| > means re-building the national transmission grid to favour battery models. You literally can't store enough energy in batteries to power the network. Yesterdays demand for SA was [0] 218,247,760 kWh. At even the most optimistic battery price no one has ever managed to achieve as scale of $100 USD per kWh betteries that's $21,824,776,000 (21 Billion Dollars) for one state, in Australia. You need to double or triple that to deal with summer heat waves, having enough storage to deal with intermittent renewables etc. You'd be looking at $200 billion for SA alone, with 1.7mil people, to move to battery power, without any of the infrastructure change. Oh and lithium ion batteries lose half their charge every 10 years or less. So you will need to invest $100 billion every decade. That's $128,381 per person in SA to move to battery power once, and then $6,419.05 per year to replace the lost capacity. This is a pipe dream wilder than cold fusion. [0] https://www.aemo.com.au/ |
Most Teslas sold today will still be driving with their original batteries and well over 60-70% of their capacity well beyond ten years. Tesla warranty actually covers them up to 8 years up to 70%. Meaning they are fully confident they can promise that and keep their money in the bank.

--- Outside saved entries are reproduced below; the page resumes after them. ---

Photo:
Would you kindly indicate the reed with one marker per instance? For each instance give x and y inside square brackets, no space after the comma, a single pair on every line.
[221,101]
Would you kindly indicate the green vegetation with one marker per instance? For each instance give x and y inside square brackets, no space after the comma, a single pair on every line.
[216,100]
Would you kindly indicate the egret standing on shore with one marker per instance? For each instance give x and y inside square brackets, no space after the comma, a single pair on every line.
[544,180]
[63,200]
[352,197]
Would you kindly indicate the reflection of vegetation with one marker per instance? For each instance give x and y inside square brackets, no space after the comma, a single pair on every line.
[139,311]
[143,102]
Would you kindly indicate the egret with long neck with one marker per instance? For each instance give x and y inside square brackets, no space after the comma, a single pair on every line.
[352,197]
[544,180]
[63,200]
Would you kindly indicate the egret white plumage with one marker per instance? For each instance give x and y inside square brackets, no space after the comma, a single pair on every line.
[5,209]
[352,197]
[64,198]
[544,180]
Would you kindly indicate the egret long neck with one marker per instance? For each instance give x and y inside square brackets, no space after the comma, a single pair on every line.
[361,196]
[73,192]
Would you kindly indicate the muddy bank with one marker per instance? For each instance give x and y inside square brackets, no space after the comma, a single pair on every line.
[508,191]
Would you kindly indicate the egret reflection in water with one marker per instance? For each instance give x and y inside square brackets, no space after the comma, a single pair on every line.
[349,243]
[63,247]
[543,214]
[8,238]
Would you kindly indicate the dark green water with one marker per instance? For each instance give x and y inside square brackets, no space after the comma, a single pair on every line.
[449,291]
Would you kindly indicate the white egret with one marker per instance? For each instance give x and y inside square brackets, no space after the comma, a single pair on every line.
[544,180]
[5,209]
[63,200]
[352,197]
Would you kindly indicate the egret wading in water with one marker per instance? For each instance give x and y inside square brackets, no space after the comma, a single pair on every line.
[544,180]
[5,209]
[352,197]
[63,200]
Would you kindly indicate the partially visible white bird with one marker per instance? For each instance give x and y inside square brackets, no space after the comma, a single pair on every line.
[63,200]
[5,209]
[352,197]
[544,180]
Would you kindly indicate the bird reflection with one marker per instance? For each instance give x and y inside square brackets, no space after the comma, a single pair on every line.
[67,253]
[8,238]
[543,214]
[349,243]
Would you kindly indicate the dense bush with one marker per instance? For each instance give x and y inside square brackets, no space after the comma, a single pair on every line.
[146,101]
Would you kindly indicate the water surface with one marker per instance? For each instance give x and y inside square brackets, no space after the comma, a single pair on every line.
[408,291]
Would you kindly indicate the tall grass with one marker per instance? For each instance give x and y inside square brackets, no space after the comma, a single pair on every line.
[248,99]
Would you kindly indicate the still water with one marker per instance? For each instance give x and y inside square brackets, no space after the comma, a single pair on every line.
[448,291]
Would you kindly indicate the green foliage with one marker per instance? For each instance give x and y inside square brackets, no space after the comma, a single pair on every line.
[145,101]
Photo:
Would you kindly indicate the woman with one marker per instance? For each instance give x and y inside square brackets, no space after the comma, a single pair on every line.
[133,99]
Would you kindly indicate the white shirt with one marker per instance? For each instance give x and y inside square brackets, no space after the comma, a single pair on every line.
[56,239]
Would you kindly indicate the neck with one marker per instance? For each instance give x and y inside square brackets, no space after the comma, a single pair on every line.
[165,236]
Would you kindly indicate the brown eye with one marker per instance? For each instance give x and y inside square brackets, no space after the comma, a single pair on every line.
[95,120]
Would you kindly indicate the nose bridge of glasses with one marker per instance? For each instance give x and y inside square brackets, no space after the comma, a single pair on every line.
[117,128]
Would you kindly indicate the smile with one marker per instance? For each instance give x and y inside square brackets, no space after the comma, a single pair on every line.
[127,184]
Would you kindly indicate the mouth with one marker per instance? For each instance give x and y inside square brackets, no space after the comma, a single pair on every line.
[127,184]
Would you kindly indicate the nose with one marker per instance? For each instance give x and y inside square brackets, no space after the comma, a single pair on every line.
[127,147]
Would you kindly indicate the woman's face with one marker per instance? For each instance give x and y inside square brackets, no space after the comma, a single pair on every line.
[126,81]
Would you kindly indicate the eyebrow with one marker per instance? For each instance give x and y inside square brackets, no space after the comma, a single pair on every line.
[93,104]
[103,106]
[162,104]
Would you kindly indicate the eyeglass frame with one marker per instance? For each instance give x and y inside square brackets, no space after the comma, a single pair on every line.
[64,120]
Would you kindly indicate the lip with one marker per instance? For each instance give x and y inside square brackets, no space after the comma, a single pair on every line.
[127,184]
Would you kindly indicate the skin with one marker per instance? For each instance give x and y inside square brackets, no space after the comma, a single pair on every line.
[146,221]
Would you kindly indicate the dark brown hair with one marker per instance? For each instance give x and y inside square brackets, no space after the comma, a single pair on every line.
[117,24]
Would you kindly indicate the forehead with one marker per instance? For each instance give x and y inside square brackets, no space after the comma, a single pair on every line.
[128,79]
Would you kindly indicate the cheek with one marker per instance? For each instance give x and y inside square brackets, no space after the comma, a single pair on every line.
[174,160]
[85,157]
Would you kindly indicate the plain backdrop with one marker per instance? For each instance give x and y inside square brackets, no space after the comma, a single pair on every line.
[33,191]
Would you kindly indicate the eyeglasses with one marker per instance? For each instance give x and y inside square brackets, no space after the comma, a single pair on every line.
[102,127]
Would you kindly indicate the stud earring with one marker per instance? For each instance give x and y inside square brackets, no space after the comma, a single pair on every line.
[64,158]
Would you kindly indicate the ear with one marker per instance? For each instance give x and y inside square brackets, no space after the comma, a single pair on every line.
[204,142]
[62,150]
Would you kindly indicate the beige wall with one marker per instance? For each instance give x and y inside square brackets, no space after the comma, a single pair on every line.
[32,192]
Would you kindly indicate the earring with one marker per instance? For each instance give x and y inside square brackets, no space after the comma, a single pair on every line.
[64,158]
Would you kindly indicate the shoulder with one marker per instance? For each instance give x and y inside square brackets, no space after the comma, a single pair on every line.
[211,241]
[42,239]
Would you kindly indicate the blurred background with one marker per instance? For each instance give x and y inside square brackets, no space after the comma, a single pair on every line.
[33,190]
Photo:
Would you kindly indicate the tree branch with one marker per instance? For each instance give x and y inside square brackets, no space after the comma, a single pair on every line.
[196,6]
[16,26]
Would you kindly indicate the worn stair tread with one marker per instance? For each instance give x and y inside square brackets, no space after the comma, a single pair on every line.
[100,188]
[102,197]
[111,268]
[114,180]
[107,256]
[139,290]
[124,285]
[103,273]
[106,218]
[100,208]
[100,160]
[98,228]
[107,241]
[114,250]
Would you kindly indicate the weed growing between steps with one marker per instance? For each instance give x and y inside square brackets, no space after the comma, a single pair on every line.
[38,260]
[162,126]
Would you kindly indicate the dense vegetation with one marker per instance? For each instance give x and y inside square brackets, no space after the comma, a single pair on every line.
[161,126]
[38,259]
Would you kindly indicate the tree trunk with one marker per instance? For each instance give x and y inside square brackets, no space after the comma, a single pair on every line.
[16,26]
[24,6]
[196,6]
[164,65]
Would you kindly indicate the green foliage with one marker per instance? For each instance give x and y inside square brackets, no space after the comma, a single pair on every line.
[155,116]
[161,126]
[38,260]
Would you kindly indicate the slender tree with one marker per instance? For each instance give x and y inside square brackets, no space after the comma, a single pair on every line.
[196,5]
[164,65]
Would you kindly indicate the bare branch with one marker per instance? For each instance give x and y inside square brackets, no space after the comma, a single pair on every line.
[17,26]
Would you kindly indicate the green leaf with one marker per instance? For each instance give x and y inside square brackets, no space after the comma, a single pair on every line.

> even the most optimistic battery price no one has ever managed to achieve as scale of $100 USD per kWh
Cost keeps dropping: https://about.bnef.com/blog/behind-scenes-take-lithium-ion-b.... Ten years is a lot of time and Tesla just announced the desire/goal to increase production capacity to about 1 Twh/year (i.e. about a 35x change relative to production today). Whatever the cost is going to be in ten years, it's going to be nowhere near what it is today. Well below 100$/kwh in ten years certainly.
> Yesterdays demand for SA was [0] 218,247,760 kWh.
You seem to assume a complete lack of wind and solar on a day (unlikely) is going to require 100% battery reserve. That scenario is very unlikely. It might happen locally a couple of times per year but you could simply import power for regions elsewhere in Australia via a cable. Or you could install some over capacity solar to ensure that even at reduced efficiency you still get some power and use the surplus that you end up having for other purposes (clean water, producing hydrogen, etc.).
In any case, nobody is talking about rolling out that much battery. So we're talking way less battery that will cost less than you assume and lasts much longer than you assume and that will allow for the retirement of some very expensive aging coal/gas plants (which you should factor into your numbers).